The biggest lie foisted upon us by untold reels of cinema is that not only do comeuppances usually come, they often arrive in a timely manner. The high-seas pirate is keelhauled, the stock market scoundrel financially ruined, the duplicitous Romeo unceremoniously dumped. This is what pop culture has promised us, along with hoverboards.
As it turns out, a lifetime of moviegoing has actually left us unprepared for a world where no fallout has yet befallen Donald Trump on this, the third Thanksgiving since the 2016 election.
For the third year in a row, many of us who are barely holding it together through each day’s unique yet familiar tortures must trudge home to parents with whom we fundamentally disagree on everything. For the third year in a row, the tension between liberal and conservative family members will be potent enough to marinate the turkey in an extra coat of ennui. But for anyone dreading having to rehash the same old dinner table arguments again, like fourth-day leftovers, I offer a simple solution: Don’t make your political and social points at the dinner table. Make them in your Netflix queue.
That’s right, movies may have damaged us with unrealistic expectations for satisfying conclusions, but they may just be our Thanksgiving salvation. Below you will find 11 crowd-pleasing films to watch over Thanksgiving that will stealthily deliver social messages to your Trump-loving family, like so many Trojan Turkeys. Not be confused with regular old (lower case) turkeys (aka terrible movies), these films will have the whole room subconsciously gobbling down anti-MAGA ideology, and the only arguments you’ll have will be over whether it’s too soon for round two of dessert.
On the surface: An origin story-free Marvel franchise-starter with an on-fire director (Creed’s Ryan Coogler), dazzling action scenes, and a fully realized depiction of high-tech utopia Wakanda.
The message: Not all African countries are “shithole countries”; build bridges, not walls.
A Quiet Place
On the surface: A left-field horror-thriller hit from writer/director/star John Krasinski about a family trying to evade monsters who kill anything that makes a sound.
The message: In times of oppression, you have to fight for the ability to use your voice, i.e., voter suppression, gerrymandering, and journalist-bashing suck.
The Other Guys
On the surface: A raucous Will Ferrell/Mark Wahlberg comedy about the riffraff of the police force attempting to fill the shoes of two superstar cops.
The message: A searing indictment of white collar crime on Wall Street. (Seriously.)
On the surface: Steven Soderbergh’s sobering epic about a worldwide health epidemic.
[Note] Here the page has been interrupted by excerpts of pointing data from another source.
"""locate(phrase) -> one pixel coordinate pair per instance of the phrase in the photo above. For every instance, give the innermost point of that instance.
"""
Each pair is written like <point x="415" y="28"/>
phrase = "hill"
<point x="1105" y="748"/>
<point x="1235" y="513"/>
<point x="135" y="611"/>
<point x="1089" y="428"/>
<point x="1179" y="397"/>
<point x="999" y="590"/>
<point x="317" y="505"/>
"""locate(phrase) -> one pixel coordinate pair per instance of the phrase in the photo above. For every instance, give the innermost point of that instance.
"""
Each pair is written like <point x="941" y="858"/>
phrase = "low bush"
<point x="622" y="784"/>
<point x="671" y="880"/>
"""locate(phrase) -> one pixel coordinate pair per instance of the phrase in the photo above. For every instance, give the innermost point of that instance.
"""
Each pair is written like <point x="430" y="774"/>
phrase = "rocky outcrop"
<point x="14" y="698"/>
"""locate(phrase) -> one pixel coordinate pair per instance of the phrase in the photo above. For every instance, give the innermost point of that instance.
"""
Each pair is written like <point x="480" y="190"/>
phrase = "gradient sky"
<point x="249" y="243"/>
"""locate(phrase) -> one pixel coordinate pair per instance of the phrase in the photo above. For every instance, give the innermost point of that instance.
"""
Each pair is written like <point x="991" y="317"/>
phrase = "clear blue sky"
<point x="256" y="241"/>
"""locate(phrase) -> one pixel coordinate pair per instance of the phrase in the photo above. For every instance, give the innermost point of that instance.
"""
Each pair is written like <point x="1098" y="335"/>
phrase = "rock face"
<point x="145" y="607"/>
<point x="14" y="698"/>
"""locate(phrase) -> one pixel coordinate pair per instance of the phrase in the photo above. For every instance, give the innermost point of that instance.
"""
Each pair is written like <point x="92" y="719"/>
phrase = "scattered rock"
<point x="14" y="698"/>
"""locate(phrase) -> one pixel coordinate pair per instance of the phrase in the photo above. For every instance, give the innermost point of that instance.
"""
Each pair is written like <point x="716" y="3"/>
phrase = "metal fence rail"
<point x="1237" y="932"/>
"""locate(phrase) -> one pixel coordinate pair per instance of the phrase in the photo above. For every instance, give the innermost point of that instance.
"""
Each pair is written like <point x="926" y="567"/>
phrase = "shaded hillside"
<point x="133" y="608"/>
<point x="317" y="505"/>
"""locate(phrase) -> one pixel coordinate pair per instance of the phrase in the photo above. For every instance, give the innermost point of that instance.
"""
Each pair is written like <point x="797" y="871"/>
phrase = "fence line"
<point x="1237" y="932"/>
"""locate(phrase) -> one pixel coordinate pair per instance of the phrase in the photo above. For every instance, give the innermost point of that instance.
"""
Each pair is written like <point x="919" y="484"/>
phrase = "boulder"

The message: Deregulation isn’t inherently a good thing–like, say for instance, in terms of requiring food service workers to wash their hands.
The Big Sick
On the surface: Kumail Nanjiani and Emily V. Gordon’s sharp, sweet romantic comedy about a couple of young lovers who meet extremely cute and then break up just as one of them (Zoe Kazan) goes into a coma.
The message: Before you go into a coma in the United States, it’s important to make sure you have healthcare; otherwise, your friends will have to make a GoFundMe in your honor to ensure you don’t die.
On the surface: A kickass action flick about a murdered police officer, resurrected through technology, seeking revenge on the thugs who killed him.
The message: Corporations and the police state should have nothing to do with each other; down with private prisons!
The Lego Movie
On the surface: A rip-roaring animated adventure in which Chris Pratt’s hapless hero becomes convinced he’s a Matrix-ian “The One”-type (mini)figure.
The message: Tune out the chorus suggesting “Everything is awesome” when it’s clearly not. Think for yourself.
On the surface: Lonely, Earthbound robot Wall-e falls in love with fellow mechanized being EVE and follows her to the spaceship containing Earth’s former inhabitants.
The message: Rapidly consuming all the world’s resources will have consequences.
On the surface: In a post-apocalyptic near-future, Earth’s survivors live on a gigantic train with a perpetual-motion engine, sorted into class distinctions that remain across generations.
Ice Age 2: The Meltdown
On the surface: A fun, animated romp in which Manny (Ray Romano) and the gang set out to find safe haven from their swiftly melting glacial enclosure.
The message: Global warming is the single biggest threat we are currently facing.
Dinesh D’Souza’s Death of a Nation
On the surface: Okay, lumping this one in with the other crowdpleasers is a stretch. And we can’t actually recommend that anyone watch this trash. The only crowds pleased by D’Souza’s hamfisted, fact-averse propaganda are matinee-trotting MAGA granddads. It’s a documentar-ish about why Donald Trump is basically Lincoln.
The message: It’s more of a meta-message here: haphazardly pardoning ass-kissing felons like D’Souza is bad for society.